CASA PERALTA

El proyecto se concibe como una vivienda de dos pisos de 250 m², pensada como una arquitectura maciza, sólida y de carácter, que actúa además como hito de acceso a Puerto Fuy. Al tratarse de la casa de un constructor, la propuesta debía expresar firmeza, oficio y permanencia, traduciéndose en un diseño de líneas rectas, volúmenes contundentes y una lectura arquitectónica clara y robusta.

La casa se implanta estratégicamente para aprovechar las vistas privilegiadas hacia el lago Pirihueico, transformando el paisaje en un elemento central del proyecto. La arquitectura se expresa con una presencia fuerte y controlada, donde la masa construida dialoga con el entorno natural desde una postura segura y dominante, reforzando su condición de vivienda–referente dentro del sector.

El acceso principal se realiza por el segundo piso, decisión que responde tanto a la topografía como a la intención de jerarquizar las vistas y los espacios públicos. En este nivel se desarrolla el programa principal, compuesto por una sala de estar y comedor de grandes dimensiones, concebidos como un espacio amplio, representativo y abierto hacia el lago. La cocina, junto con logia y bodega, se organiza de manera independiente, asegurando un funcionamiento eficiente y ordenado del área de servicios. En este mismo nivel se ubica el dormitorio principal en suite, con su baño privado, privilegiando vistas, privacidad y confort.

El primer nivel alberga el programa más familiar y privado, donde se disponen cuatro dormitorios, un baño completamente equipado y un salón con sala de estar, configurando un espacio más contenido, pensado para la vida cotidiana y el descanso, sin perder la relación visual con el entorno.

En términos formales, la vivienda se define por una arquitectura contundente y expresiva, donde la masa, las proporciones y la materialidad transmiten solidez y durabilidad.

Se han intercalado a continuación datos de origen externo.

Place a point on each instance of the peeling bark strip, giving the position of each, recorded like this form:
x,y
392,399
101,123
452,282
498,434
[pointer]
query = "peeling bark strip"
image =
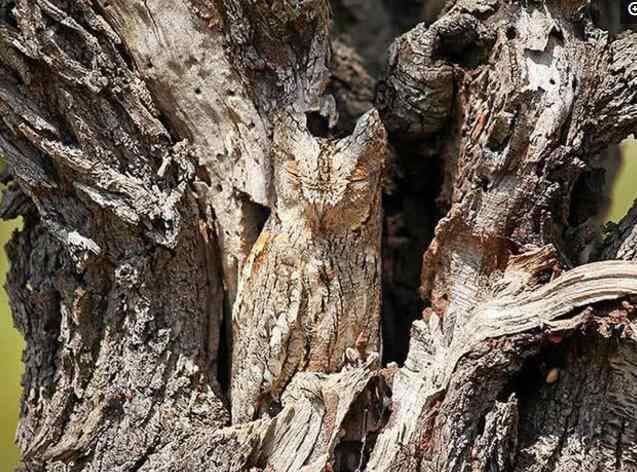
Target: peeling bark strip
x,y
200,184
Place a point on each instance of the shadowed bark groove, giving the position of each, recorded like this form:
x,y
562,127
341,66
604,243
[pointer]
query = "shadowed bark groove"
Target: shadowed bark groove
x,y
201,184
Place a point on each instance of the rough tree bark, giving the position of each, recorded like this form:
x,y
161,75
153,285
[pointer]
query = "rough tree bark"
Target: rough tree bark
x,y
200,183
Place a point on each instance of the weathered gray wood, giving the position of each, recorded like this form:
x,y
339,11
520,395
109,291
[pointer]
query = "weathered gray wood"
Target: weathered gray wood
x,y
176,162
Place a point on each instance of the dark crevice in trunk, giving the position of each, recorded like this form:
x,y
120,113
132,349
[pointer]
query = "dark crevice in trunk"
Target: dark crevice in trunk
x,y
411,215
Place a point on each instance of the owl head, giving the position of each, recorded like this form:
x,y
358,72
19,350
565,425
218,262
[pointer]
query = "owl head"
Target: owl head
x,y
330,185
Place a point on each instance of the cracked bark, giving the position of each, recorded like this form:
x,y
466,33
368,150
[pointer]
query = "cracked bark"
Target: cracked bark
x,y
200,185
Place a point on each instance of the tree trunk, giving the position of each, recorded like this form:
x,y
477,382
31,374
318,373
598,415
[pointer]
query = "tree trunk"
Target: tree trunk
x,y
244,251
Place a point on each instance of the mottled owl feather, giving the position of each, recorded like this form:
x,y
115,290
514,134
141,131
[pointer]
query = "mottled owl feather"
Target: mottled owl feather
x,y
311,286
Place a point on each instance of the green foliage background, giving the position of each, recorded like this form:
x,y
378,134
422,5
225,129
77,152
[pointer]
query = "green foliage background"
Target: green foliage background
x,y
11,343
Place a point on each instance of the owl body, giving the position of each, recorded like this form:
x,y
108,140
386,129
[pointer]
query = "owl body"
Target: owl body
x,y
311,286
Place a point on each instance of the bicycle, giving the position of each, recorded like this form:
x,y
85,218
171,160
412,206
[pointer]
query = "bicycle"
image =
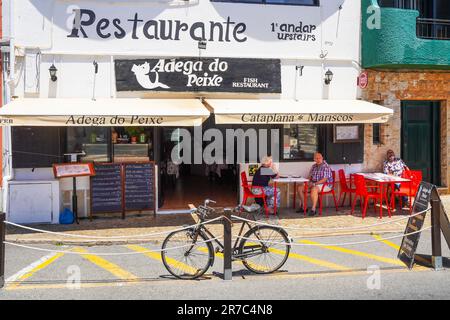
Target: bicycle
x,y
188,254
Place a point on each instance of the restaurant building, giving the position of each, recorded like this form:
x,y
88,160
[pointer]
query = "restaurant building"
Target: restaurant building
x,y
126,81
406,56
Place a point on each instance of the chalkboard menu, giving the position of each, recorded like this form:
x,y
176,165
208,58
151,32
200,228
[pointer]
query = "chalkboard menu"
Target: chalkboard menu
x,y
411,241
139,186
121,187
106,188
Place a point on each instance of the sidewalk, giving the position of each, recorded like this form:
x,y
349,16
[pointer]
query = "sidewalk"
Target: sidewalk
x,y
331,223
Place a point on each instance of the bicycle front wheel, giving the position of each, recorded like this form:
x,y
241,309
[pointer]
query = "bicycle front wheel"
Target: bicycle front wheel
x,y
185,256
265,249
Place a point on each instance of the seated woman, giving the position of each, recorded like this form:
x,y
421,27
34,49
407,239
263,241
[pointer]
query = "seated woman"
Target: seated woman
x,y
262,178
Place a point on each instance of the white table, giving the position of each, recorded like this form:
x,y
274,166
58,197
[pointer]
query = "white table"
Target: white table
x,y
288,180
384,180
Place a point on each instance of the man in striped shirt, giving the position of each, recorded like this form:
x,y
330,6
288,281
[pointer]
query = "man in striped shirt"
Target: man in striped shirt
x,y
319,177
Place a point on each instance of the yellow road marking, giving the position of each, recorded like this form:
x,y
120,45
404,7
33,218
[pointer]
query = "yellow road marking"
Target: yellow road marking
x,y
396,247
157,256
37,268
106,265
275,276
311,260
355,253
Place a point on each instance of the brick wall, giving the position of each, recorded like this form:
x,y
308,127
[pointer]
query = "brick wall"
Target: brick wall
x,y
390,88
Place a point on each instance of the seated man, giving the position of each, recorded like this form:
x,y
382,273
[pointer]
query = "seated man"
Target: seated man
x,y
262,178
395,166
319,175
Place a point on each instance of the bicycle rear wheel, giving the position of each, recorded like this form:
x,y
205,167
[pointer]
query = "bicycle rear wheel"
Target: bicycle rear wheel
x,y
265,249
185,258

Cada decisión proyectual refuerza la idea de una casa firme, bien anclada al territorio, coherente con el oficio de su mandante y con la escala del paisaje que la rodea.

En síntesis, esta vivienda, desarrollada para el mandante Rubén Peralta, se plantea como una arquitectura potente, sólida y representativa, que combina funcionalidad, carácter y vistas excepcionales, consolidándose como un referente arquitectónico en el acceso a Puerto Fuy y en el borde del lago Pirihueico.

“Arquitectura firme frente al lago.”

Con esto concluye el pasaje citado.